Doesnt android require a specific permission to be user-accepted for an installed app to read notifications? I think it's separate from the post-notifications permission.

This seems to be an issue of user literacy. If so, doesn't it make more sense for a user to have the option to opt into "I'm tech illiterate, please protect me" than destroy open computing as we know it?


You can add 5 layers of "are you sure you want to do this unsafe thing" and it just adds 5 easy steps to the scam where they say "agree to the annoying popup"

You could even make this an installation-time option. If you want to enable the switch afterwards, you have to do a factory reset. Then, the attackers convincing the victims would get nothing.

Or make sideloading available only after 24 hours since enabling it. I would enable it on my new devices and wait 24 hours before installing F-Droid and other apps. Not a problem.

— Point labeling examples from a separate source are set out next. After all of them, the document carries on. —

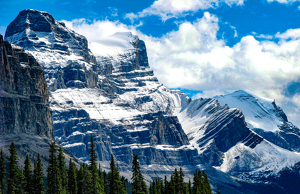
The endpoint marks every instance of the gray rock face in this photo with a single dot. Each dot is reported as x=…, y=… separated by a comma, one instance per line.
x=24, y=94
x=119, y=100
x=71, y=62
x=262, y=113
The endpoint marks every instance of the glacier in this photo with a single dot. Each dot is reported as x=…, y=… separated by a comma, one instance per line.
x=114, y=95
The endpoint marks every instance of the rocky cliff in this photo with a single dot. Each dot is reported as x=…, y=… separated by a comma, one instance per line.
x=24, y=99
x=116, y=97
x=25, y=114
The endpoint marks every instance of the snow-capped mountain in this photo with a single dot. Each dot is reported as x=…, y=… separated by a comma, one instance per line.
x=116, y=97
x=265, y=118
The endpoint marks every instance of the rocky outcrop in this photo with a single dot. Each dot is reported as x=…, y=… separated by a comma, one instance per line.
x=117, y=99
x=63, y=54
x=23, y=94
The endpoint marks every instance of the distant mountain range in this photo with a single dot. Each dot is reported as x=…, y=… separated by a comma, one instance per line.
x=244, y=142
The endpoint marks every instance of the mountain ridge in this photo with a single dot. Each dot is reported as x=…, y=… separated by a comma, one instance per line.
x=120, y=101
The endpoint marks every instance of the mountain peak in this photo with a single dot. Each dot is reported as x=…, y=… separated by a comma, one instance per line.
x=39, y=32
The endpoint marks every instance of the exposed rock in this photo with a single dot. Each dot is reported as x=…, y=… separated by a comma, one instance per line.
x=23, y=94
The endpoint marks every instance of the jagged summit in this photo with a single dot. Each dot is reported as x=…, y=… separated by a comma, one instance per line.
x=38, y=32
x=265, y=118
x=118, y=99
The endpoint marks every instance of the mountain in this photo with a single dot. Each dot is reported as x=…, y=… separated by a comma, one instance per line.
x=116, y=97
x=25, y=114
x=265, y=118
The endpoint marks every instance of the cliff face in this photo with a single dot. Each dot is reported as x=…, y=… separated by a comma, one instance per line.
x=24, y=105
x=116, y=97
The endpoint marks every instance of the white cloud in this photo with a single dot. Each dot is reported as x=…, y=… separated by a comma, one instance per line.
x=283, y=1
x=173, y=8
x=192, y=57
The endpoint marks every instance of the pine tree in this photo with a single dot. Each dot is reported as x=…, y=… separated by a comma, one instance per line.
x=72, y=182
x=138, y=184
x=95, y=180
x=83, y=180
x=218, y=191
x=38, y=176
x=54, y=185
x=190, y=186
x=206, y=186
x=62, y=170
x=79, y=176
x=101, y=178
x=20, y=182
x=12, y=187
x=105, y=182
x=86, y=180
x=2, y=172
x=28, y=176
x=114, y=181
x=181, y=181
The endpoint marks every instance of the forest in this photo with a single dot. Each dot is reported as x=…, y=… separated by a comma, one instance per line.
x=88, y=178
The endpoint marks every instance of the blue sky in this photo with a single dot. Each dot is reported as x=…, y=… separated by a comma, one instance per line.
x=212, y=46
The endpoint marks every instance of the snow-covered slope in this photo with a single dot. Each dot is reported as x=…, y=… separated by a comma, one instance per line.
x=116, y=97
x=265, y=118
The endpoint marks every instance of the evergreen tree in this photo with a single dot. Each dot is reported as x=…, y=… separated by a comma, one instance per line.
x=83, y=180
x=166, y=188
x=123, y=184
x=114, y=181
x=72, y=182
x=2, y=172
x=95, y=180
x=38, y=176
x=79, y=177
x=54, y=185
x=181, y=181
x=20, y=182
x=28, y=176
x=105, y=182
x=206, y=186
x=138, y=184
x=177, y=182
x=197, y=182
x=86, y=180
x=13, y=170
x=218, y=191
x=101, y=178
x=62, y=170
x=190, y=186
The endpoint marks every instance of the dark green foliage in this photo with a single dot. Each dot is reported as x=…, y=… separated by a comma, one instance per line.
x=105, y=182
x=156, y=186
x=115, y=185
x=20, y=182
x=96, y=187
x=190, y=186
x=206, y=185
x=2, y=172
x=72, y=182
x=54, y=184
x=176, y=185
x=83, y=180
x=12, y=187
x=218, y=191
x=28, y=176
x=138, y=184
x=38, y=176
x=62, y=170
x=201, y=184
x=101, y=178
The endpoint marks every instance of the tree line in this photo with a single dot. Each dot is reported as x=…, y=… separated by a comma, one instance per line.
x=88, y=178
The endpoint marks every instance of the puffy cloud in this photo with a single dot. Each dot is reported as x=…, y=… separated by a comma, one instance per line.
x=192, y=57
x=173, y=8
x=283, y=1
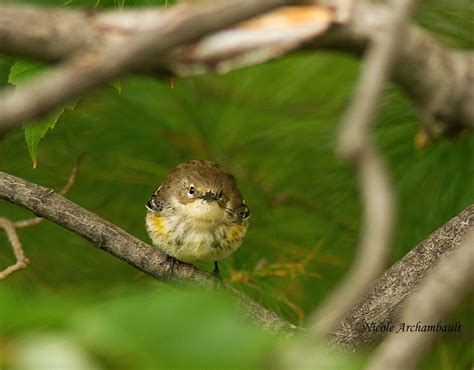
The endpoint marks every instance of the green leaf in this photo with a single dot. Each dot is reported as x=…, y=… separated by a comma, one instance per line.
x=21, y=72
x=35, y=131
x=117, y=85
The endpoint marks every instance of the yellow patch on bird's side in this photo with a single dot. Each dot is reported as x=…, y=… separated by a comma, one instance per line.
x=237, y=231
x=158, y=223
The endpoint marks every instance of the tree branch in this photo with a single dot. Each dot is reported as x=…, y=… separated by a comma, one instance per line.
x=439, y=80
x=377, y=195
x=47, y=204
x=380, y=304
x=96, y=66
x=386, y=296
x=438, y=295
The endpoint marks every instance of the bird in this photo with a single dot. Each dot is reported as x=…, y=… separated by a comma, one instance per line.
x=197, y=214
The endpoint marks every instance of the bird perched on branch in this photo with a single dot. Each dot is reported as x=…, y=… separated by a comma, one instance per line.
x=197, y=214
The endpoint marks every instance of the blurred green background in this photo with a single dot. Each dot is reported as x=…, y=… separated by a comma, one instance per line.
x=273, y=126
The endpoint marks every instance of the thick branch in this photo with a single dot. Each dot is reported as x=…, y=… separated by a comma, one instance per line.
x=439, y=80
x=438, y=295
x=377, y=195
x=46, y=203
x=387, y=295
x=94, y=67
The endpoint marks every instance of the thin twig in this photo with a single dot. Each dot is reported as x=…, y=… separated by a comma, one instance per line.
x=65, y=190
x=377, y=195
x=112, y=239
x=440, y=293
x=21, y=260
x=93, y=68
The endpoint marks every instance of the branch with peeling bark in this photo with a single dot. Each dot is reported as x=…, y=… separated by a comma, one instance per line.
x=49, y=205
x=438, y=295
x=90, y=46
x=355, y=144
x=386, y=296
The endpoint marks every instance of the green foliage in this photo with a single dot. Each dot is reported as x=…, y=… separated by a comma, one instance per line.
x=274, y=127
x=20, y=73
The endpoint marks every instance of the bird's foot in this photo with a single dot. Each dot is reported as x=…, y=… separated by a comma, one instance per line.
x=216, y=276
x=173, y=264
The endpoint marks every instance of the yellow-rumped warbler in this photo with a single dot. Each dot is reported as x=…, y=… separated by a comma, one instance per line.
x=197, y=214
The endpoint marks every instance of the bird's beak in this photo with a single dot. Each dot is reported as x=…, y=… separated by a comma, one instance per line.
x=149, y=206
x=209, y=197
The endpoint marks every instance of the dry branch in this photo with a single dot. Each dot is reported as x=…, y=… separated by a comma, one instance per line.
x=438, y=295
x=438, y=79
x=386, y=296
x=47, y=204
x=380, y=304
x=355, y=144
x=93, y=67
x=21, y=260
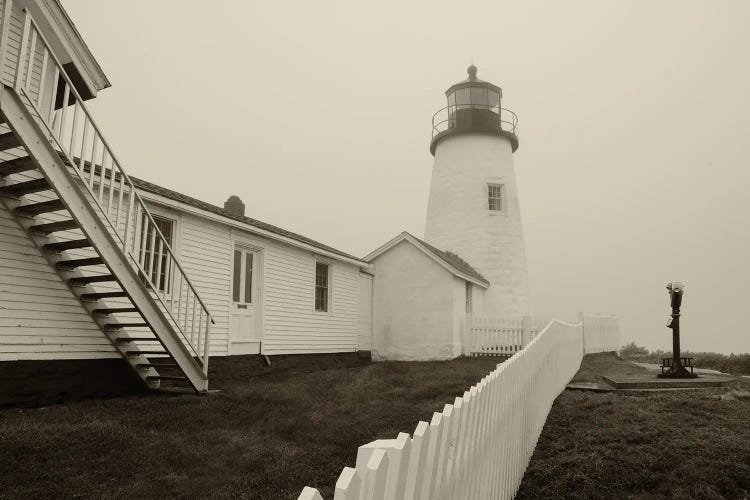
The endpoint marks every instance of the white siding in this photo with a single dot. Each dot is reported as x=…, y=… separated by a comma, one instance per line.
x=40, y=318
x=15, y=31
x=290, y=324
x=414, y=307
x=204, y=249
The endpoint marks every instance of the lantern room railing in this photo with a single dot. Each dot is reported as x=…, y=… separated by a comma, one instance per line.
x=447, y=118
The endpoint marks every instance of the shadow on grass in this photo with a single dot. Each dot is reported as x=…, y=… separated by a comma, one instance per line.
x=687, y=444
x=269, y=432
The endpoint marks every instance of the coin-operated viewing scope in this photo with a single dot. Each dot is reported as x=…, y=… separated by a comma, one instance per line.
x=675, y=367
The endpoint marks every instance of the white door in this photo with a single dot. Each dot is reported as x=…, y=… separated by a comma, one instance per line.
x=244, y=310
x=365, y=313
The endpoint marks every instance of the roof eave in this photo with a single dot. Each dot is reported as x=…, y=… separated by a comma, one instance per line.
x=65, y=30
x=184, y=207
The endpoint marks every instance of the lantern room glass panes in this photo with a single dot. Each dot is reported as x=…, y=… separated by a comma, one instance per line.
x=463, y=98
x=493, y=99
x=479, y=97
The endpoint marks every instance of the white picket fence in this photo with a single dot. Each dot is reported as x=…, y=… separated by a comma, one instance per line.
x=479, y=446
x=600, y=333
x=488, y=336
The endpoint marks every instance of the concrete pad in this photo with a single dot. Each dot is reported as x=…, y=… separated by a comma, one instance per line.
x=656, y=366
x=650, y=381
x=590, y=386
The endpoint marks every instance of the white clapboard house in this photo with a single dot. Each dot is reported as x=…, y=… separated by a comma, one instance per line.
x=97, y=265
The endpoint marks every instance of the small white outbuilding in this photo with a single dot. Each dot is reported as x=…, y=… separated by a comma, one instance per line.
x=421, y=298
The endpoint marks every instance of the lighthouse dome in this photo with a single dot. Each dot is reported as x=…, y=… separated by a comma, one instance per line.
x=474, y=107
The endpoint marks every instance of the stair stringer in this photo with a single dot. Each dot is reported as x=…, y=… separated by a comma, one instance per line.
x=23, y=124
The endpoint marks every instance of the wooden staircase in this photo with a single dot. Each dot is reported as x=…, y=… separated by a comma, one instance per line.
x=87, y=219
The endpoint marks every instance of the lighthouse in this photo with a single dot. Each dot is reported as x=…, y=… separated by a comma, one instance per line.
x=473, y=208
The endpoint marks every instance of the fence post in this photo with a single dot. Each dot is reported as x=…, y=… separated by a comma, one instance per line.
x=467, y=337
x=581, y=320
x=526, y=325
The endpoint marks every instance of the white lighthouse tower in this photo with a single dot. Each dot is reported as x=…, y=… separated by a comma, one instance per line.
x=473, y=207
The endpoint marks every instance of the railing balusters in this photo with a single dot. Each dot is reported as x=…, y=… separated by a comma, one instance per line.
x=112, y=180
x=102, y=174
x=74, y=125
x=152, y=247
x=64, y=114
x=24, y=47
x=53, y=98
x=157, y=275
x=131, y=202
x=84, y=140
x=32, y=58
x=42, y=77
x=192, y=324
x=119, y=200
x=92, y=166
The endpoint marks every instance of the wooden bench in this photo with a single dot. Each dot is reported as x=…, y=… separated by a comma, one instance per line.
x=668, y=363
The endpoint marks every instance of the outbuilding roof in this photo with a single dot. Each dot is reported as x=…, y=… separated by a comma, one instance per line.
x=449, y=260
x=149, y=187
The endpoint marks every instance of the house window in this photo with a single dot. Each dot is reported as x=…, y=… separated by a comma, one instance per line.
x=157, y=272
x=495, y=197
x=321, y=286
x=242, y=277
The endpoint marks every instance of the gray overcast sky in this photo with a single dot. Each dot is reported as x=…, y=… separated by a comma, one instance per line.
x=634, y=127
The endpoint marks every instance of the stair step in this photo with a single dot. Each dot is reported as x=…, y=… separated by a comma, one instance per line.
x=66, y=245
x=145, y=366
x=113, y=310
x=9, y=140
x=128, y=340
x=34, y=209
x=143, y=353
x=53, y=227
x=67, y=265
x=16, y=166
x=85, y=280
x=113, y=327
x=93, y=297
x=27, y=187
x=165, y=377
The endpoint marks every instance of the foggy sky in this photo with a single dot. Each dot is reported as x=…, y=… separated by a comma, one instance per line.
x=633, y=119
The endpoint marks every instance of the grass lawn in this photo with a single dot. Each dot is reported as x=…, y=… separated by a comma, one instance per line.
x=266, y=435
x=680, y=444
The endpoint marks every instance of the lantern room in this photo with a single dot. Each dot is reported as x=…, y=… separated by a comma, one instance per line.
x=474, y=107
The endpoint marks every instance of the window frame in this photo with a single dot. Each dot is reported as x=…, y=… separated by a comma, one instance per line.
x=144, y=247
x=254, y=254
x=329, y=288
x=501, y=199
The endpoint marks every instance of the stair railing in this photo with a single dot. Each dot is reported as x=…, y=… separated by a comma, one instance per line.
x=87, y=153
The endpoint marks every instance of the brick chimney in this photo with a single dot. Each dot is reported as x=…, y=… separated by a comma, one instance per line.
x=234, y=206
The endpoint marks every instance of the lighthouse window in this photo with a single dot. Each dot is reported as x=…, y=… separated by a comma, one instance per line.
x=495, y=197
x=322, y=288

Scammers might wait one day too but it decreases the chances of success because friends and family members can interfere.

But I'm afraid that this is security theater and the true goal is to protect revenues by making it hard or impossible to install apps that impact Alfabet bottom line (eg third party YouTube clients.)


> But I'm afraid that this is security theater and the true goal is to protect revenues by making it hard or impossible to install apps that impact Alfabet bottom line (eg third party YouTube clients.)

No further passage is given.